In 2019, Sammamish made headlines when it was named the city with the highest median income in the United States. By 2028, the City of Sammamish is projected to run a $5 million negative balance in its general fund.
This dichotomy of a wealthy city not being able to pay its municipal bills was presented to the Sammamish City Council on Sept. 19, along with the final report by the City’s Fiscal Sustainability Taskforce – a group made up of city officials, business owners, and community members.
Despite a long-standing awareness by the council of a looming budget gap dating back to 2016, the response had previously been limited to property tax increases. In their review, the task force found the primary factors that led to the escalating fiscal gap were inadequate growth of property taxes, insufficient revenue expansion, and funding deficiency. To address these issues, the task force recommended a two-prong approach.
First, to save up to $1 million per year, the task force outlined a three-year plan, starting in 2025, to find cost savings while aiming to maintain services levels to the fullest extent possible.
Their second proposal was to levy a 6% utility tax, starting in 2026, that will generate $11 million per year. The combination of these measures is projected to yield approximately $12 million annually by 2028.
One other strategy, to implement a Metropolitan Park District through an additional property tax levy, would raise another $5 million per year starting in 2031.
Taken together, these three strategies would effectively eliminate the fiscal gap through 2035, replenish the city’s reserves, and provide additional fiscal capacity to invest in infrastructure projects, according to the task force report.
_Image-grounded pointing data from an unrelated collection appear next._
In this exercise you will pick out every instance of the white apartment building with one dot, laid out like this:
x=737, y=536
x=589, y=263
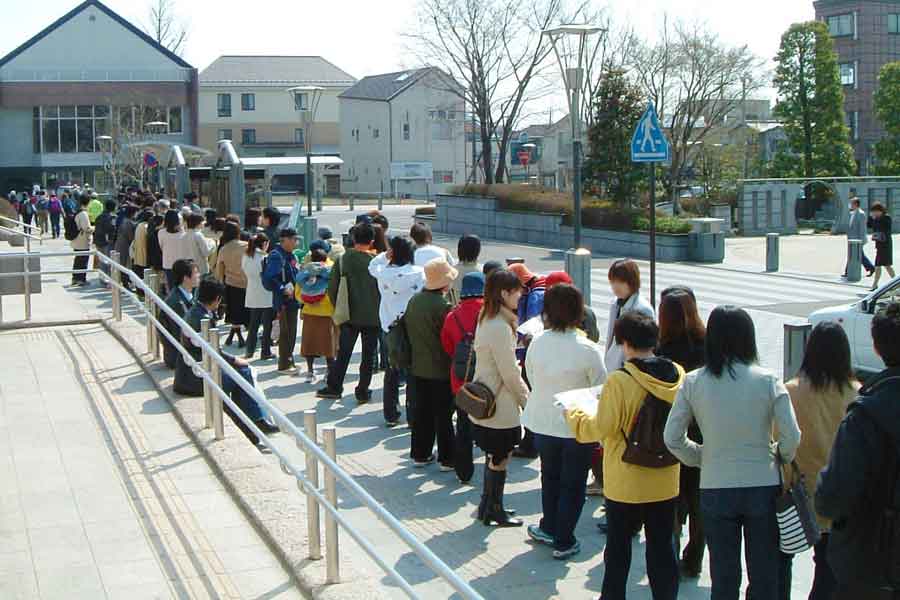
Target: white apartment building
x=403, y=133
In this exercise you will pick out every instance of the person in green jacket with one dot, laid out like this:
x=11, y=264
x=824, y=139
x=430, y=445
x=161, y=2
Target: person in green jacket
x=433, y=397
x=352, y=270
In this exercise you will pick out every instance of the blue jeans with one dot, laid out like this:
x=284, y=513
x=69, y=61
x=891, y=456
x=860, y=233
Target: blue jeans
x=728, y=515
x=564, y=467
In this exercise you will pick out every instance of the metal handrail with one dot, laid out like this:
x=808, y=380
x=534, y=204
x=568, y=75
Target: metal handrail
x=327, y=499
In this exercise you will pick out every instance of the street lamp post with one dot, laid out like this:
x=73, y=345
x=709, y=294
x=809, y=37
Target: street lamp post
x=569, y=46
x=308, y=115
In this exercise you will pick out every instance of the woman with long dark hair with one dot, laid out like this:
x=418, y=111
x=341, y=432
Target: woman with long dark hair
x=681, y=340
x=497, y=368
x=737, y=404
x=820, y=394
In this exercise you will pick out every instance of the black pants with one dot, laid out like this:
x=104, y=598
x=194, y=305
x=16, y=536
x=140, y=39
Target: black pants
x=79, y=264
x=349, y=334
x=434, y=418
x=287, y=337
x=264, y=317
x=658, y=519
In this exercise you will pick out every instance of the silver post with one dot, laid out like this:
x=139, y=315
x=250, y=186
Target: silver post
x=312, y=474
x=218, y=425
x=27, y=282
x=332, y=554
x=207, y=391
x=117, y=280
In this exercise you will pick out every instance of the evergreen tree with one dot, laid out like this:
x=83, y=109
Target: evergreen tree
x=887, y=107
x=617, y=107
x=811, y=105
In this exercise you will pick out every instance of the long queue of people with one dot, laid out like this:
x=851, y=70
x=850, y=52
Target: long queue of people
x=688, y=429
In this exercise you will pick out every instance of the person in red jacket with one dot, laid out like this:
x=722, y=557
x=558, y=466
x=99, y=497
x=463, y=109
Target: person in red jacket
x=459, y=325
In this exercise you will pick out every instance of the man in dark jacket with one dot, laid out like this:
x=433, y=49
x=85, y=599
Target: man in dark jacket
x=278, y=277
x=362, y=291
x=855, y=487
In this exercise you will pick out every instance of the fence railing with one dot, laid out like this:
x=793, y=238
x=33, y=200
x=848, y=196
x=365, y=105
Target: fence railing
x=212, y=368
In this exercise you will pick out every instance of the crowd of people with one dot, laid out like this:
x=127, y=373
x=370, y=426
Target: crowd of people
x=687, y=429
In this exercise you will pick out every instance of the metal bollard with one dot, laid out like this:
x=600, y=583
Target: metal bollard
x=312, y=473
x=772, y=247
x=218, y=424
x=332, y=554
x=117, y=280
x=578, y=266
x=27, y=283
x=795, y=338
x=207, y=390
x=854, y=261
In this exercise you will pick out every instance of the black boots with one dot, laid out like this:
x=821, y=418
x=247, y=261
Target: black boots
x=494, y=512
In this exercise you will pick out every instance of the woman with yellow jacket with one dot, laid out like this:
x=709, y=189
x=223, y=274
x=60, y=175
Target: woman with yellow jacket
x=634, y=494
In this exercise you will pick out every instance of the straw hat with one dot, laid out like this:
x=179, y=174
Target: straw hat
x=439, y=274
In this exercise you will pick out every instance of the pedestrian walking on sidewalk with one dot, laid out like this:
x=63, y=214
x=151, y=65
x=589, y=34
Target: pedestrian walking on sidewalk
x=882, y=231
x=497, y=368
x=636, y=492
x=737, y=405
x=398, y=281
x=430, y=369
x=560, y=359
x=820, y=395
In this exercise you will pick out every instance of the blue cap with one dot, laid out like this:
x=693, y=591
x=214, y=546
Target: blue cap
x=472, y=285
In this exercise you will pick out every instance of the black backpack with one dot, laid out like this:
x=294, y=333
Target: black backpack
x=462, y=369
x=644, y=446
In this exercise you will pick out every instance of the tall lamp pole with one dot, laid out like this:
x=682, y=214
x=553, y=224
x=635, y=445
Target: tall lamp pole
x=569, y=46
x=307, y=115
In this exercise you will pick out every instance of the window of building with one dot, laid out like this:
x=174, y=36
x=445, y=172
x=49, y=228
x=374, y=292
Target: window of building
x=841, y=25
x=223, y=105
x=848, y=74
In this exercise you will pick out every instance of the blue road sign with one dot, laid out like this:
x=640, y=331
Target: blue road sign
x=649, y=143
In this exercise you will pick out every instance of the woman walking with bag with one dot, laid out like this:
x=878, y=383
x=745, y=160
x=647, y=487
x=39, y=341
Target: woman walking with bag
x=820, y=394
x=496, y=368
x=737, y=405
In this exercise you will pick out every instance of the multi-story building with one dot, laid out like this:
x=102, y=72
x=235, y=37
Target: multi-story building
x=403, y=133
x=866, y=36
x=91, y=73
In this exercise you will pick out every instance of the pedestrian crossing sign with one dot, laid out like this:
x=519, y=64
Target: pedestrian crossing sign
x=649, y=143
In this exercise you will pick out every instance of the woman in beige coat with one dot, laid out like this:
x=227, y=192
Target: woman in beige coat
x=821, y=393
x=497, y=368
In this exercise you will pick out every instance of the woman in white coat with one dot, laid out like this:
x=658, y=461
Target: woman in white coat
x=625, y=282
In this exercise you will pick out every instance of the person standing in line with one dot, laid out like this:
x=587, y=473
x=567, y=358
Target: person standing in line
x=821, y=393
x=258, y=299
x=497, y=368
x=560, y=359
x=430, y=368
x=737, y=405
x=681, y=340
x=398, y=281
x=278, y=277
x=82, y=243
x=882, y=231
x=230, y=271
x=460, y=325
x=635, y=494
x=856, y=230
x=364, y=297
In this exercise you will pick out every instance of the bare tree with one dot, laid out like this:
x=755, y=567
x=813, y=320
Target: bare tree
x=165, y=26
x=495, y=50
x=695, y=80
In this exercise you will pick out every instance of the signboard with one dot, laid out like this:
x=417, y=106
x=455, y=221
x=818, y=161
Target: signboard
x=649, y=143
x=412, y=170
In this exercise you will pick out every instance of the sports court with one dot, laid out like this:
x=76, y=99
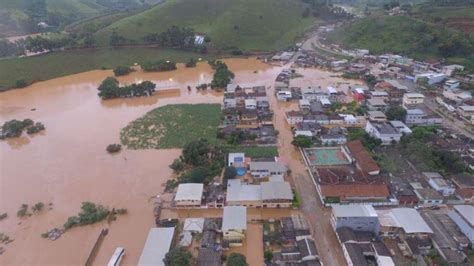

The city’s finances has been a hot topic among candidates for this year’s city council election. Some candidates want to diversify Sammamish’s revenue sources away from property taxes, while others want to make the City’s current operations more efficient.
For instance, Roisin O’Farrell wants to create a Sammamish business directory so that more residents can shop at local businesses, thereby keeping sales tax revenue within the city.
“By providing more commercial space for such businesses, the city can keep more of the sales taxes that residents already pay here in the city instead of going to other cities,” Stuart said in her interview with the Sammamish Independent.
Sid Gupta similarly believes that diversification of Sammamish’s revenue sources will ease the current overreliance on property taxes. Uma Coimbature suggests boosting Sammamish’s appeal as a tourism destination to increase the city’s economic vitality.
Amato, in his interview, said he wants better prioritization of City spending and performance-based budgets. He listed public safety, infrastructure, and services for seniors and youth as the priorities that he would want the City to focus on.
“I will ensure expenses are tracked to outcomes so we know when programs are working and deserve continued funding, falling behind and need reform, or failing and must be cut,” Amato said on his campaign website.
Randolph, who describes herself as fiscally conservative, indicated that she views raising taxes as the last resort.
“I would like for us to look at synergies within our budget processing. We can find ways for [public works] teams to work together, to be able to find ways to optimize some of the expenses,” Randolph said.
With the work of the Fiscal Sustainability Taskforce completed, Sammamish is only starting the process of addressing its looming budget gap. The ultimate direction the City takes, whether to diversify and grow its revenue sources, or reduce the budget, will be decided by voters on Nov. 7.
Correction: This article originally stated the City will have a “$5 million budget deficit” by 2028, which was not accurate. We have changed this to “$5 million negative balance in its general fund” to reflect estimates that the City will have a negative general fund balance by 2028.